None of the animals left the zoo altogether – they just fluttered, plodded galloped, swung, and crawled all over the public areas of the zoo. Some of them tried the sandwiches in the cafe, but they soon realised that their own food was far better than what the visitors were served. Others munched the leaves on the trees and nibbled the grass on the square. An elephant wandered into Mr Shingles’ office. There wasn’t much of it left after that.
In the morning, the giraffes’ keeper, a lady called Molly, was the first to arrive at work. When she saw the animals wondering around, she immediately went back to her car and called up the local TV Station. Then she called Mr Shingles.
“Good morning sir. The animals have escaped.”
“Which animals?” he asked.
“All of them.”
As Mr Shingles raced into work, he heard the news on the car radio. None of it was good. He heard his own name:
They called him: “The tough man at the top” – and left it in no doubt that the fault of the fiasco lay with him.

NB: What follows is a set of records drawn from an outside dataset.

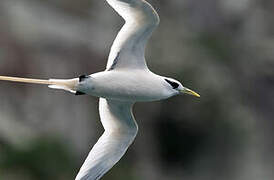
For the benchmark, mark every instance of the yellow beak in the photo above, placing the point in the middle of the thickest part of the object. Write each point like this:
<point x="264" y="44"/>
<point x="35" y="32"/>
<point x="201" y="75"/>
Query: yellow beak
<point x="190" y="92"/>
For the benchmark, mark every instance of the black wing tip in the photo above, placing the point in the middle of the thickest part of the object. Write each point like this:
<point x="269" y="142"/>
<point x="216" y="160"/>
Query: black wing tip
<point x="79" y="93"/>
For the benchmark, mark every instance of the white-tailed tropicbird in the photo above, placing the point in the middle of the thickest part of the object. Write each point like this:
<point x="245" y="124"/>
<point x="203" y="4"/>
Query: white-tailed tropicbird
<point x="125" y="81"/>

When he arrived, Mr Shingles brushed by the cameras and reporters, and went into the zoo. He knew that it was very dangerous to be walking amongst the animals, but he almost did not care if he lost his life. His whole reputation was in ruins.
Then a remarkable thing happened. A monkey came up to him and offered him his paw. Mr Shingles took Theo by the paw and gently shook it. Then the animals started to return to their cages. You see, they didn’t really want to escape, they just wanted better terms and conditions. Theo turned over a rock and showed Mr Shingles the keys from his office. But he decided to keep the key to his own cage – the one he had stolen from Mr Hartley – because nobody else knew that it was missing.
Mr Shingles went back outside the zoo to meet the reporters.
“Yes, there has been a minor incident, but now all the animals have returned to their cages,” he told them.
“Sir, how on earth did you persuade wild creatures to do that?” asked one of the reporters.
“Long experience of zoo work, and a touch of that animal magic,” he said.
And so Mr Shingles kept his job as the head zookeeper – but only just. He had learnt to respect Theo the monkey – and he swore to get his revenge.